Ik houd van de wind. Echt waar, ik
vind het heerlijk, een harde storm of een flinke tegenwind. Het zit in onze collectieve
beleving, als je ten minste net als mij, op het platteland geboren bent, dan
leef je met de wind. Vakantiegangers die hier komen fietsen wijs ik nog wel
eens op de fietsrichting, houd rekening met de wind; neem het grootste stuk om
het Slotermeer met de wind mee. Meestal is dat van Woudsend naar Sloten want op
mooie dagen komt de wind uit het Noorden.

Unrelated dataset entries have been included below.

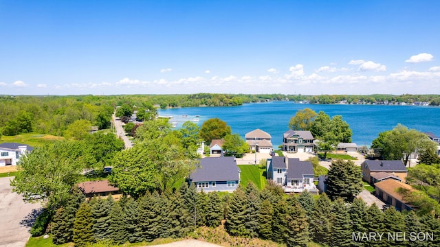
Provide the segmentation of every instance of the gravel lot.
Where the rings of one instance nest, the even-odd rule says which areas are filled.
[[[10,180],[0,178],[0,247],[25,246],[29,231],[41,208],[39,203],[25,203],[12,192]]]

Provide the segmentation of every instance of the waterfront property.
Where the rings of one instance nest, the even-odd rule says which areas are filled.
[[[397,178],[404,183],[408,173],[405,165],[401,160],[366,160],[360,167],[362,170],[362,178],[371,184],[386,178]],[[375,174],[381,172],[387,173],[388,175],[383,172]]]
[[[245,138],[251,150],[263,154],[269,154],[272,150],[272,137],[267,132],[257,128],[246,133]]]
[[[283,150],[292,152],[313,152],[313,134],[309,130],[289,130],[283,134]]]
[[[16,165],[20,158],[34,150],[34,148],[17,143],[4,143],[0,144],[0,167]]]
[[[234,157],[206,157],[189,178],[198,191],[234,191],[240,183],[240,168]]]
[[[409,191],[415,191],[410,185],[399,182],[394,179],[387,179],[375,184],[376,187],[376,196],[386,202],[399,211],[411,210],[412,207],[408,204],[399,189],[406,189]]]
[[[309,161],[296,158],[274,156],[267,159],[267,178],[283,187],[286,193],[300,193],[307,189],[318,193],[314,183],[314,167]]]

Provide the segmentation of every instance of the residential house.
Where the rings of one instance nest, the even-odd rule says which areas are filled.
[[[440,155],[440,138],[430,132],[425,132],[425,134],[428,136],[428,138],[437,144],[437,155]]]
[[[283,150],[293,152],[313,152],[314,139],[309,130],[289,130],[283,134]]]
[[[189,183],[194,183],[198,191],[232,192],[240,183],[240,172],[234,157],[203,158]]]
[[[285,192],[301,192],[307,189],[317,192],[314,183],[314,166],[310,161],[300,161],[299,158],[289,158],[286,173]]]
[[[17,143],[4,143],[0,144],[0,167],[16,165],[20,158],[34,150],[34,148]]]
[[[220,154],[223,152],[223,149],[221,147],[223,146],[223,139],[214,139],[211,141],[211,145],[209,147],[209,154]]]
[[[394,206],[399,211],[411,210],[412,207],[408,204],[399,189],[407,189],[410,191],[415,191],[410,185],[399,182],[394,179],[387,179],[375,184],[376,187],[376,196],[384,202]]]
[[[405,183],[406,174],[408,173],[405,165],[401,160],[384,161],[384,160],[366,160],[361,164],[362,170],[362,178],[369,183],[374,183],[373,176],[375,174],[384,172],[390,174],[390,176],[400,179]],[[381,180],[382,176],[375,176],[375,180]],[[383,180],[383,179],[382,179]]]
[[[269,154],[272,150],[272,137],[259,128],[246,133],[245,138],[251,150],[263,154]]]
[[[268,165],[266,169],[266,177],[271,179],[276,184],[283,186],[286,183],[286,172],[287,165],[286,164],[286,157],[272,156],[267,159]]]
[[[78,187],[84,193],[86,200],[90,200],[94,196],[106,198],[110,195],[117,200],[121,196],[119,188],[110,185],[107,180],[80,183]]]
[[[337,150],[343,152],[358,152],[358,145],[355,143],[339,143]]]
[[[273,156],[267,163],[267,178],[282,186],[285,192],[300,193],[305,189],[318,192],[314,183],[314,168],[310,162],[300,161],[296,158]]]

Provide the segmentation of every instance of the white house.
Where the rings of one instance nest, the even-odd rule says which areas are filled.
[[[16,143],[0,144],[0,167],[16,165],[20,158],[30,153],[33,149],[30,145]]]

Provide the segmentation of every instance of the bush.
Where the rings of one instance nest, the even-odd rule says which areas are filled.
[[[36,217],[35,223],[30,228],[30,234],[32,237],[41,236],[45,233],[46,228],[50,222],[52,213],[47,209],[45,209]]]

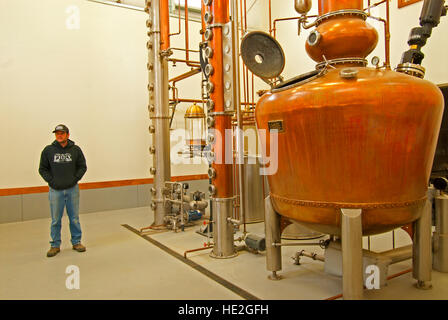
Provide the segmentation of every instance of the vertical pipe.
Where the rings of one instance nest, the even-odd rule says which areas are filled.
[[[319,15],[343,9],[363,9],[363,0],[319,0]]]
[[[434,198],[436,203],[436,231],[434,232],[433,268],[448,272],[448,196]]]
[[[239,213],[243,222],[243,232],[246,234],[246,212],[244,199],[244,129],[241,115],[241,93],[240,93],[240,40],[238,33],[238,0],[231,0],[232,10],[232,39],[233,39],[233,102],[236,108],[237,134],[236,134],[236,158],[238,165],[238,191],[240,197]]]
[[[160,46],[162,50],[167,50],[170,47],[170,8],[168,1],[160,1]]]
[[[282,269],[282,247],[274,246],[281,243],[280,216],[272,207],[271,197],[264,200],[264,227],[266,235],[266,269],[271,271],[269,279],[278,280],[277,271]]]
[[[423,212],[414,222],[414,246],[412,254],[412,275],[417,280],[417,288],[430,289],[432,271],[432,248],[431,248],[431,205],[426,201],[422,208]]]
[[[342,292],[345,300],[363,298],[361,216],[361,209],[341,209]]]
[[[149,3],[149,2],[148,2]],[[150,12],[150,20],[152,26],[150,30],[151,45],[150,62],[153,66],[150,68],[150,84],[149,84],[149,111],[153,124],[153,146],[155,152],[153,155],[155,194],[152,200],[152,209],[154,210],[154,226],[164,224],[164,218],[168,208],[163,205],[162,190],[165,181],[171,179],[171,160],[170,160],[170,117],[169,117],[169,91],[168,91],[168,62],[166,56],[162,54],[161,47],[161,5],[167,5],[167,0],[152,0]],[[169,33],[165,29],[164,32]],[[151,70],[152,69],[152,70]]]
[[[269,34],[272,36],[272,4],[269,0]]]
[[[386,23],[384,25],[385,41],[386,41],[386,69],[390,70],[390,4],[389,0],[386,1]]]

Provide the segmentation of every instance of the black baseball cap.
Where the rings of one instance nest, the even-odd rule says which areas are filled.
[[[69,130],[68,130],[67,126],[65,126],[65,125],[63,125],[63,124],[58,124],[58,125],[56,126],[56,128],[54,128],[53,133],[55,133],[56,131],[64,131],[64,132],[69,133]]]

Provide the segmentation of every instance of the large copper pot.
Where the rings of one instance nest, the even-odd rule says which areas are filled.
[[[356,64],[273,89],[258,102],[256,120],[259,129],[280,129],[278,170],[268,176],[275,210],[334,235],[340,208],[363,209],[364,235],[417,220],[442,113],[434,84]],[[269,135],[261,142],[271,150]]]

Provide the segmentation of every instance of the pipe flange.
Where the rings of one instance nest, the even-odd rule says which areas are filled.
[[[355,68],[344,68],[339,71],[339,76],[343,79],[356,79],[358,77],[358,69]]]
[[[317,30],[313,30],[306,39],[306,42],[310,47],[314,47],[320,42],[320,39],[322,39],[322,35],[320,34],[320,32]]]
[[[413,64],[413,63],[401,63],[397,66],[395,69],[396,72],[405,73],[410,76],[414,76],[420,79],[423,79],[425,77],[425,68],[422,67],[419,64]]]

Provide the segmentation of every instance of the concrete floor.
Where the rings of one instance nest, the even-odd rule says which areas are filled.
[[[68,221],[64,218],[61,252],[46,257],[50,219],[0,224],[0,299],[192,299],[237,300],[235,294],[194,270],[147,240],[124,228],[148,226],[149,208],[134,208],[81,215],[85,253],[71,249]],[[263,223],[248,225],[248,231],[263,234]],[[172,250],[202,247],[206,238],[195,231],[164,232],[151,237]],[[374,250],[387,250],[391,235],[372,238]],[[406,235],[396,235],[397,246],[407,244]],[[302,247],[301,247],[302,248]],[[322,253],[315,247],[307,251]],[[283,249],[283,280],[267,279],[265,255],[241,251],[233,259],[212,259],[209,250],[189,258],[260,299],[326,299],[342,291],[342,279],[324,273],[323,263],[308,258],[292,263],[296,247]],[[80,269],[80,289],[66,288],[66,268]],[[389,274],[411,267],[411,261],[393,265]],[[433,289],[413,287],[410,273],[389,280],[380,290],[365,291],[366,299],[448,299],[448,274],[433,271]]]

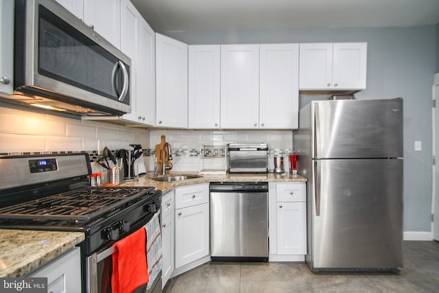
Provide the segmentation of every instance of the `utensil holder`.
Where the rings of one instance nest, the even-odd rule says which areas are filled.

Nu deelt diezelfde wind de Friezen
in tweeën. Met de komst van windmolenplannen is er een tweedeling. Voor of
tegen windenergie. Hoe moet je als volksvertegenwoordiger ooit een keuze maken?
Want je vertegenwoordigt het volk. Dat volk zijn wij met zijn allen en wat
willen wij als volk? We moeten eerst terug naar wat ons wél bindt. En dat is
heel basis, de elektriciteitsvoorziening. We willen allemaal elke dag stroom,
en het liefst geen beperking. We hebben elke dag elektriciteit nodig. We kunnen
niet een dag zonder, niet eens één uurtje. Moet je eens kijken wat er in je
vriezer gebeurt, je was wordt niet gewassen, je pc werkt niet, je kunt niet
eens koffie zetten, tv-kijken is er niet bij, we kunnen niet meer zonder
elektriciteit.
Nee zeggen tegen windmolens is te
begrijpen. We houden van Friesland, maar we zijn óók gewend aan de
elektriciteit die, zo lijkt het, voor eeuwig uit onze stopcontacten komt. Laten
we de discussie opnieuw beginnen met de eerste vraag die ons nog verbindt; we
hebben elektriciteit nodig, dat is het eerste feit. Laten we dan invullen wat
de beste optie is van energie leveren.